How's Your Portfolio? I'd Say Strong To...Quite Strong
One of my all-time favourite movie scenes is in Meet The Parents when Owen Wilson (Kevin) and Ben Stiller (Greg) are talking stocks. Here is a snippet of the scene to jog your memory:
Kevin: Gosh, things have been going so great lately. I got in early on some wireless I.P.O.s, and the stuff just skyrocketed from there.
Kevin: What about you, Greg? What line of work are you in?
Greg: I'm in health care.
Kevin: Yeah, so you know what I'm talking about. There are a lot of Benjamins to be made now with biotech stuff. I don't have to tell you that. How's your portfolio?
Greg: I'd say strong...to quite strong.
Kevin: You gotta strike while the iron's hot. Now's the time.
Such a great movie and this scene makes me laugh every time! Having a portfolio makes you sound like a real mover and shaker but what is it exactly? A portfolio is a fancy word for all of your investments. There is no magic product or service out there that constitutes your “portfolio”, it is collectively your investments. This could be real estate you own, stocks or bonds you have, cash in your account, etc. It all makes up your own individual portfolio.
The idea is to build a portfolio or group of investments that will earn you a monetary return on over time for some purpose, likely for your retirement. You can hire a financial advisor to assist you with this task but with a little work and planning you can set up your own portfolio and avoid paying someone else to do it.
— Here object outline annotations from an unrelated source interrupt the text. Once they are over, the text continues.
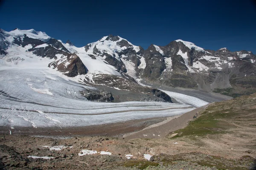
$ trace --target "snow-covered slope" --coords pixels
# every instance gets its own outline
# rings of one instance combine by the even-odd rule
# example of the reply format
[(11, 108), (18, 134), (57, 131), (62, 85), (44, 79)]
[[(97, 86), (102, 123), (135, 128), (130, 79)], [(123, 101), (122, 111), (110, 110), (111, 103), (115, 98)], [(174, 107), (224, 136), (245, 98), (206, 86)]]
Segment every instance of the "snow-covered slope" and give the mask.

Here are the basic steps to setting up a “portfolio” which again, is really just another way of saying that you are getting some investments going for yourself:
1. Open the accounts you need to actually buy the investments. Without this first step, you won’t have the tool to do any sort of transaction. This account may be a Questrade account (see How Do I Actually Purchase a Stock on the Stock Market?) or other discount brokerage account that will allow you to buy an investment like a stock or ETF. Within the brokerage account, you can decide whether you want to open an RRSP account or a regular trading account. See How Do I Actually Purchase a Stock on the Stock Market? for an explanation as to the difference between those two accounts. I will be doing a later post delving deeper into ETF’s, TFSA's, RRSP’s and RESP’s, etc. Whatever the account is you choose, you need to open some sort of account to enable you to buy investments.
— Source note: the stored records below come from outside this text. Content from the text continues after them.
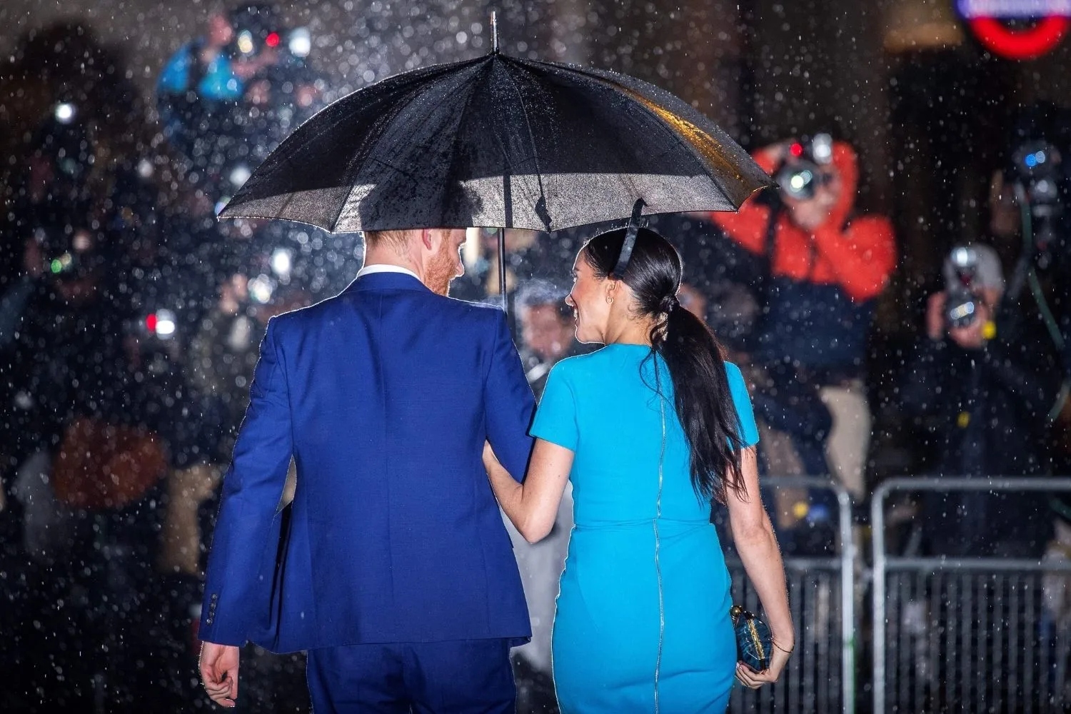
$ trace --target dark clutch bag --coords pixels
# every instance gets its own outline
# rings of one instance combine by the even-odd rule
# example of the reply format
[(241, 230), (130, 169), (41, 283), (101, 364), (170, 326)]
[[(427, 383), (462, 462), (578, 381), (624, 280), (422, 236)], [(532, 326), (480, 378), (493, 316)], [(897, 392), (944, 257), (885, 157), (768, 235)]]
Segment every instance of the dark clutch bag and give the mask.
[(737, 659), (756, 672), (769, 669), (773, 653), (770, 626), (739, 605), (729, 608), (729, 618), (737, 636)]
2. Decide how you want your portfolio to look in terms of what investments you want to purchase. A good, well balanced portfolio won’t just have stocks in it. You likely will want a few different types of investments such as bonds which are less risky (I will do a later post as to what bonds are and how you buy them). What you decide to buy for your portfolio will likely depend on your risk tolerance (stocks are typically riskier), your age (the older you are, the less risky you may want to be given you have less time to make up any losses) and your investment goals (retirement? Short term gain?).
A good rule of thumb for what your portfolio should look like is to use the following equation: 110 (-) your age= the percentage of your portfolio that should be stocks. So, if you are 40, you may want to think about your portfolio consisting of 70% stocks and the remainder less risky investments such as GIC’s (Guaranteed Investment Certificates) or bonds (again, more on those in a later post). As you age, you will rebalance your portfolio so less is in stocks and more is in less risky investments. When you are young, you want to use those years to make smart decisions in investments that will give you a high return to build up your wealth in those years and then ideally, as you get closer to retirement, you can phase into less risky investments.
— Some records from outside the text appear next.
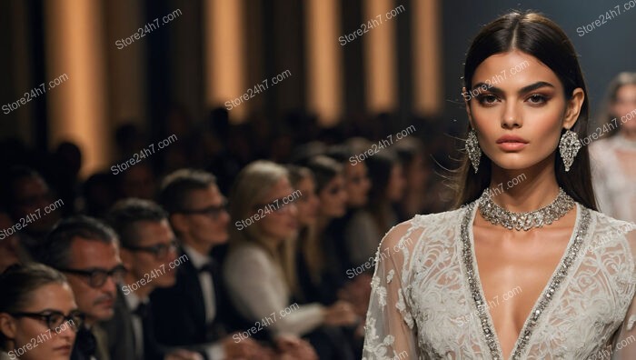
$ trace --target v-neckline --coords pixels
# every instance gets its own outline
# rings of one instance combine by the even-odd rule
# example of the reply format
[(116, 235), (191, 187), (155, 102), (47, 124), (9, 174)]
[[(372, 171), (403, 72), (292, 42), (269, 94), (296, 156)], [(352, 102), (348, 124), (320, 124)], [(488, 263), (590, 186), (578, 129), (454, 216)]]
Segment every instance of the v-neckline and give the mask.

The Capital Pink aims to assist you with this phase of the portfolio set up by giving you ideas of investments and general information on how to delve deeper into what you might want to put into your portfolio.
3. After you have your account(s) set up and have decided generally what your allocation of investments will be (risky v. less risky), your next step is to contribute money to your accounts regularly (perhaps each month off of your paycheque) and at the end of each year, review and rebalance. For example, let’s say you have decided to put 70% of your money in stocks and 30% in bonds. At the end of the year, your stocks have done very well and it turns out the allocation is 80% stocks and 20% bonds. You may want to stop contributing to the stocks and put your contributions into the bonds to get the allocation back to the original 70/30. This will keep your original allocation on track.
So, while the word may seem intimidating, a “portfolio” is nothing more than all of your investments put together. You can easily get going on one, if you haven’t already, by setting up the necessary accounts needed to make investments and deciding on your approach to filling it. This allows you the control over your own finances. Managing your own investment portfolio is not for everyone (read: those not interested, those overwhelmed by the thought, those with large or complicated investments, etc.) and I will do a later post on what you can or should do in that case. However, it is always a good idea for everyone to have a basic understanding of a what in fact a portfolio involves.